The study was authored by Ana B. Rossi, MD, from Regeneron Pharmaceuticals Inc., in New York, and aimed to analyze responses to dupilumab through baseline AD severity assessments of adolescents and adults.
Rossi and colleagues included data in their analysis from 5 randomized, placebo-controlled, double-blind, phase 3 studies, each of which assessed the efficacy/safety of dupilumab in those with AD. They included 4 trials on adult patients and a single trial on adolescents.
The investigators assessed dupilumab response through AD severity at baseline in a total of 1719 study participants who were aged ≥12 years. The patients included had been given subcutaneous placebo or dupilumab as a monotherapy (300 mg for adults/adolescents or 200 mg for adolescents every 2 weeks; 16 weeks).
Additionally, some patients had also been using concomitant TCS along with dupilumab, as opposed to monotherapy. The investigators stratified all of the participants by baseline Investigator's Global Assessment (IGA) score, with 3 being moderate and 4 being severe.
The investigators noted that participants with moderate AD who had been given dupilumab treatment had a slightly higher proportion that had achieved clear or almost clear skin versus patients who had reported severe AD.
The research team additionally noted that the difference in risk between patients treated with the drug compared to patients treated with placebo ranged from 18.9 to 35.5 for moderate AD. They added that the range was 16.4 to 34.2 for severe AD.
Nevertheless, the researchers reported that of all other endpoints they had examined, no substantial differences or consistent response patterns were found between patients with moderate and severe AD.

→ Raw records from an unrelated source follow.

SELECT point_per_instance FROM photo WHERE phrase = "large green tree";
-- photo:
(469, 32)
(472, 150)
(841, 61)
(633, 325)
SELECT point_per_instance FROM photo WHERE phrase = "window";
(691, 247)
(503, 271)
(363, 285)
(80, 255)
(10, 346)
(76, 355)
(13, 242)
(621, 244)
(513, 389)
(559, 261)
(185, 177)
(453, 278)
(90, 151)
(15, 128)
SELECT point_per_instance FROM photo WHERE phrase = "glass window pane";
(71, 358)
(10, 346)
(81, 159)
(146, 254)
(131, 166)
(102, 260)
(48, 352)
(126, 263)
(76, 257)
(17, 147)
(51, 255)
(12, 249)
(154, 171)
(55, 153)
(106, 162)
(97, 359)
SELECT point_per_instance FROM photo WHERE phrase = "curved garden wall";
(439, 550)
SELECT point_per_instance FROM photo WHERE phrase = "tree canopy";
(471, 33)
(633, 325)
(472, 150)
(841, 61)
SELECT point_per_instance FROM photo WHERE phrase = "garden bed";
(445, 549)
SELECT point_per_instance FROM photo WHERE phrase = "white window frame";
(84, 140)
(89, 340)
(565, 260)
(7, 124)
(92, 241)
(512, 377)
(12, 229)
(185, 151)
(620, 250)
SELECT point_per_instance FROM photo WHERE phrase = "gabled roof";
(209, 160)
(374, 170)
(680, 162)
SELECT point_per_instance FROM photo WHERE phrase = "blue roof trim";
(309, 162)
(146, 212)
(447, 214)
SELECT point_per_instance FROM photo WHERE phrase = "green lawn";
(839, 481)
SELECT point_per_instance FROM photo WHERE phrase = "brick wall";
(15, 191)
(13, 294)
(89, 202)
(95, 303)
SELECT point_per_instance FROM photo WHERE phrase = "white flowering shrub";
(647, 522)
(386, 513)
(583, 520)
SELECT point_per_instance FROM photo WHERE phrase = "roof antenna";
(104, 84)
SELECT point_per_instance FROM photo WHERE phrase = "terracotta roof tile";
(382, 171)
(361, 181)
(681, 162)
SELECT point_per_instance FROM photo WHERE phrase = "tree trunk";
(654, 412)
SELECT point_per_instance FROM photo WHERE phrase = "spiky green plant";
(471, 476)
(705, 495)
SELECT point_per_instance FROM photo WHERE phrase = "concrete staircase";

“While response rates to dupilumab and placebo were generally higher in the moderate baseline subgroups than in the severe subgroups, these data from adults and adolescents show that dupilumab treatment benefits both patient populations,” they wrote. “We believe this analysis can help guide clinicians in counseling patients on the expected treatment effect based on the most commonly utilized assessments of disease severity.”